A fractured sternum (breastbone) is an injury to the flat bone in the center of the chest where the ribs and collarbone connect. This bone shields the heart and lungs. Fractures are typically caused by high-impact, blunt force trauma, most commonly seen in motor vehicle accidents when the chest strikes a steering wheel or seatbelt. Although the resulting pain can be severe, the prognosis for an isolated sternal fracture is favorable, with most cases healing without surgery.
Identifying the Injury and Initial Medical Assessment
A sternal fracture presents with distinct symptoms, primarily sharp and intense pain localized to the center of the chest. The pain often worsens with movements that engage the chest wall, such as deep breathing, coughing, or sneezing. Patients may also notice swelling, visible bruising (ecchymosis), and tenderness when the area is lightly touched.
The initial medical assessment focuses on confirming the fracture and ruling out potential life-threatening internal injuries. The force required to break the sternum suggests the possibility of associated damage to the heart or lungs, such as a cardiac contusion, pneumothorax, or pulmonary contusion. Therefore, a 12-lead electrocardiogram (ECG) and blood tests, like troponin levels, are often performed to check for blunt cardiac injury.
Diagnostic imaging is crucial for assessing the fracture’s severity and internal complications. A lateral chest X-ray is typically the first step to visualize the break. However, a Computed Tomography (CT) scan of the chest is frequently used. A CT scan provides a more detailed, three-dimensional view of the fracture and its fragments, while also identifying any injuries to surrounding organs.
Conservative Management (Non-Surgical Treatment)
Most non-displaced or minimally displaced sternal fractures are managed conservatively, allowing the bone to heal naturally. The primary focus is managing significant pain and preventing respiratory complications. Adequate pain control is necessary because severe chest pain can cause shallow breathing, raising the risk of developing pneumonia or lung collapse (atelectasis).
Pain management typically involves nonsteroidal anti-inflammatory drugs (NSAIDs) or, for intense pain, short-term use of opioid medications. Patients should continue practicing deep breathing exercises, often using an incentive spirometer, to ensure full lung expansion despite discomfort. Supporting the chest with a pillow when coughing or sneezing (splinting) helps stabilize the fracture site and reduce pain.
Activity restriction is fundamental to allow the fracture fragments to knit together. For the first six to eight weeks, patients must avoid heavy lifting, pushing, or pulling. Limiting these movements prevents undue stress on the chest wall, which could displace the fracture or delay healing. Unlike other fractures, splinting or taping the sternum is generally avoided because it can restrict chest expansion and worsen breathing function.

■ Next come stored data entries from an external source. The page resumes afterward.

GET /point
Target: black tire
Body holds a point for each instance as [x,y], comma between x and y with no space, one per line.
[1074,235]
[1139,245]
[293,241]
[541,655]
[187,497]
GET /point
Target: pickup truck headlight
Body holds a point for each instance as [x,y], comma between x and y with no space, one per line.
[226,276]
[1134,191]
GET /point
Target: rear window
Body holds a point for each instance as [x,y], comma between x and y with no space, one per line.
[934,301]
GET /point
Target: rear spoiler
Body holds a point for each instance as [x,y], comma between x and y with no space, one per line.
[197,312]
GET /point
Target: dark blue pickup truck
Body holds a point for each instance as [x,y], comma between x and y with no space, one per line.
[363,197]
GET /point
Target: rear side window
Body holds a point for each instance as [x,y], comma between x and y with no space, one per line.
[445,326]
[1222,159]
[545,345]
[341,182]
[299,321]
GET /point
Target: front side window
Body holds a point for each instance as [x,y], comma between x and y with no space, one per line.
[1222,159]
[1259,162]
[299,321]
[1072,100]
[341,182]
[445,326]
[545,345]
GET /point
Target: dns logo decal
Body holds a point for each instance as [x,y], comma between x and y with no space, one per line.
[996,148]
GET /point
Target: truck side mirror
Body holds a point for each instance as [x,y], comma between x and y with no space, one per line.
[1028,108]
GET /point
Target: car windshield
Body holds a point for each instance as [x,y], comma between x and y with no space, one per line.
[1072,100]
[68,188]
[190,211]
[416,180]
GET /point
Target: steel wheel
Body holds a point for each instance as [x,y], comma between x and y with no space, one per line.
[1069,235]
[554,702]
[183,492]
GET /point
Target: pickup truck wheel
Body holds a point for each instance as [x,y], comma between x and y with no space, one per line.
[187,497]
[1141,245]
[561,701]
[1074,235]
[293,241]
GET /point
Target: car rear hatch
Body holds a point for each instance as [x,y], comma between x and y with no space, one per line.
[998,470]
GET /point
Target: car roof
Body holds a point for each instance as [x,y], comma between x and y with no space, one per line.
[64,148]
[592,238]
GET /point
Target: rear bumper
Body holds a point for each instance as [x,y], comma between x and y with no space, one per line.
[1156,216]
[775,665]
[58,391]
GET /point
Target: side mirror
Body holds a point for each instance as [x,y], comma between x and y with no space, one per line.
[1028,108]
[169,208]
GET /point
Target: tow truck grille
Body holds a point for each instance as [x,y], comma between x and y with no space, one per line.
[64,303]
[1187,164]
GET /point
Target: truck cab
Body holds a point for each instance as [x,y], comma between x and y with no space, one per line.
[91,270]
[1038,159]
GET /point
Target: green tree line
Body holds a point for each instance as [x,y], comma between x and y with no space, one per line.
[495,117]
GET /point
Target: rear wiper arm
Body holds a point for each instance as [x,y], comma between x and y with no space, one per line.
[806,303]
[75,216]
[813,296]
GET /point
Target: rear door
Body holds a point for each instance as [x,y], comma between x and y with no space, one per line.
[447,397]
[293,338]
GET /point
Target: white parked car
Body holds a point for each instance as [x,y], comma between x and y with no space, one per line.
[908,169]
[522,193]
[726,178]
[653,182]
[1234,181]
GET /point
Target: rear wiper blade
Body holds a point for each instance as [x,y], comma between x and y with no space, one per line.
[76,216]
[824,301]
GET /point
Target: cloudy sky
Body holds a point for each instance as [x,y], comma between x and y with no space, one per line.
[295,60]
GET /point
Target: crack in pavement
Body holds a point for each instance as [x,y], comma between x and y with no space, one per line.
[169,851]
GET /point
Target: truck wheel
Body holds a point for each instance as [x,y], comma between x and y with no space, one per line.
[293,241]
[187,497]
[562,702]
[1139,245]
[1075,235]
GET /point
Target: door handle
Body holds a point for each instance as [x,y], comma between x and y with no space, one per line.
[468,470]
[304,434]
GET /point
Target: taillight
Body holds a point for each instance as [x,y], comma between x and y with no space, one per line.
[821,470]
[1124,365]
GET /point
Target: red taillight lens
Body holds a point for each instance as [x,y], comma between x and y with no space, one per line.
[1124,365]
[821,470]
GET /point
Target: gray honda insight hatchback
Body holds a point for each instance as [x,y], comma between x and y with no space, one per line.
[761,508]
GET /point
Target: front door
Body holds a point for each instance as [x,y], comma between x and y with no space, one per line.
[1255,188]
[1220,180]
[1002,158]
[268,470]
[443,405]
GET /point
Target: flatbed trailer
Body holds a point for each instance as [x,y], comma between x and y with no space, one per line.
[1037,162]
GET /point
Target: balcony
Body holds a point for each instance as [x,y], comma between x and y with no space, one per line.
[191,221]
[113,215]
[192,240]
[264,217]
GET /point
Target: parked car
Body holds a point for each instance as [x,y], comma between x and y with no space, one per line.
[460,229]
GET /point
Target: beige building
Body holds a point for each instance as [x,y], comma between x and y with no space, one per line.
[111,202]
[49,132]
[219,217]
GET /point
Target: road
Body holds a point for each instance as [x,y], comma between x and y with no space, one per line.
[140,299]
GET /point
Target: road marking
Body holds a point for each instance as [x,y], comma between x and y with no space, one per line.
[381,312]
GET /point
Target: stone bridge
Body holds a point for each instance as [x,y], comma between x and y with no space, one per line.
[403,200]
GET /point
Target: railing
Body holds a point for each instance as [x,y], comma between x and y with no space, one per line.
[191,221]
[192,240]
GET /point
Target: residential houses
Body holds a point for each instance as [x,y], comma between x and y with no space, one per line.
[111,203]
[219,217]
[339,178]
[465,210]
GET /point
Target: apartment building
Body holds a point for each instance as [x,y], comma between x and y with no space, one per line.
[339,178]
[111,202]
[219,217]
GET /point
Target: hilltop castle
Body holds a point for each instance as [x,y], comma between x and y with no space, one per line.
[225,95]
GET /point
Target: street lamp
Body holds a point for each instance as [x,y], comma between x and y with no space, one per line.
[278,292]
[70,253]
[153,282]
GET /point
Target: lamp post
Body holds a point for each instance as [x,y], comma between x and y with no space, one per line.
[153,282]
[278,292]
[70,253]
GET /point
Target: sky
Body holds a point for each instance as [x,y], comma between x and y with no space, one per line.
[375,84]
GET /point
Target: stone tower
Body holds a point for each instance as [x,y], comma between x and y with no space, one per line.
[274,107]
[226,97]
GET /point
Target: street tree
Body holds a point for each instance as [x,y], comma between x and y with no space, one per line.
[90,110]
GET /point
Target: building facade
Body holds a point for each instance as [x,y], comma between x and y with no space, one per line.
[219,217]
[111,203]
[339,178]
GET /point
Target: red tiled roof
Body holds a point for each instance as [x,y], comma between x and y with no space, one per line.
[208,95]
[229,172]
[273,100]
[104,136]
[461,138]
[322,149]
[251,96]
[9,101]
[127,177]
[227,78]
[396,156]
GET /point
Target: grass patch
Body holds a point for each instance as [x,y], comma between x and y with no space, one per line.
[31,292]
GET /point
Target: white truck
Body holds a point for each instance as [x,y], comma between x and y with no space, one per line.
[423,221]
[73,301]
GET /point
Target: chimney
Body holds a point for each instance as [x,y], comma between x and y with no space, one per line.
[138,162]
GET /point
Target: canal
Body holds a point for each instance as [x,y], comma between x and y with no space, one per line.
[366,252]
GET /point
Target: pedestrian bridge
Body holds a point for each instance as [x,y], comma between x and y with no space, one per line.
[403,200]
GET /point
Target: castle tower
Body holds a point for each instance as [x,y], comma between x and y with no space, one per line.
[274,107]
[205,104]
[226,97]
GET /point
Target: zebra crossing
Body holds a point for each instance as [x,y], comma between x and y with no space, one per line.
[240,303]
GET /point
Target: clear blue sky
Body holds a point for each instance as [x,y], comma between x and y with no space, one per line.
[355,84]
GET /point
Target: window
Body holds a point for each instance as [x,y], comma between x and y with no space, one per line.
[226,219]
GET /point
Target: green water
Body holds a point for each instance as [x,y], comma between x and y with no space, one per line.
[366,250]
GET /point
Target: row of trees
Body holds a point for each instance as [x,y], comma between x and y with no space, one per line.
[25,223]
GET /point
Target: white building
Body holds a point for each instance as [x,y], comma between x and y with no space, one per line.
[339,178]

Surgical Intervention and Stabilization
Surgical intervention is reserved for a small percentage of sternal fractures when conservative methods are insufficient or the injury is complex. Indications for surgery include severely displaced fractures, sternal instability, or flail chest, where a segment of the chest wall moves independently during breathing. Surgery may also be necessary if the fracture fails to heal (nonunion) or if chronic, debilitating pain persists despite appropriate conservative care.
The standard procedure for stabilizing a sternal fracture is Open Reduction and Internal Fixation (ORIF). This involves manually realigning the bone fragments (open reduction) and then securing them in place (internal fixation). Fixation is typically achieved using low-profile titanium plates and screws, which are placed directly over the sternum to provide immediate, rigid stability.
The goal of surgical stabilization is to restore the normal anatomy of the chest wall, which helps reduce pain and improve respiratory mechanics. Although ORIF offers superior stability compared to older techniques like wiring, it is a more invasive procedure and carries the risks of major surgery. The decision to operate is carefully weighed against the patient’s overall health and the specific characteristics of the injury.
Recovery Timeline and Return to Activity
The recovery timeline varies depending on the injury’s severity and the treatment type. For most isolated, conservatively managed fractures, significant improvement is typically seen within six to eight weeks, though bone healing can take up to 10 to 12 weeks. Surgical patients may face a longer recovery period, especially if they have multiple associated injuries.
A gradual return to normal daily activities is encouraged as soon as pain allows, but specific restrictions must be followed. Heavy lifting, strenuous pushing, or pulling should be avoided for the first six weeks to three months to protect the healing bone. Physical therapy is often incorporated to address potential stiffness in the shoulders and back caused by guarding the chest.
Driving is restricted until the patient is pain-free and can safely perform maneuvers like turning the steering wheel or reacting quickly, which may take several weeks. Full, strenuous activities, including contact sports or heavy manual labor, are typically restricted for at least three months, or until a physician confirms complete bone union through follow-up imaging.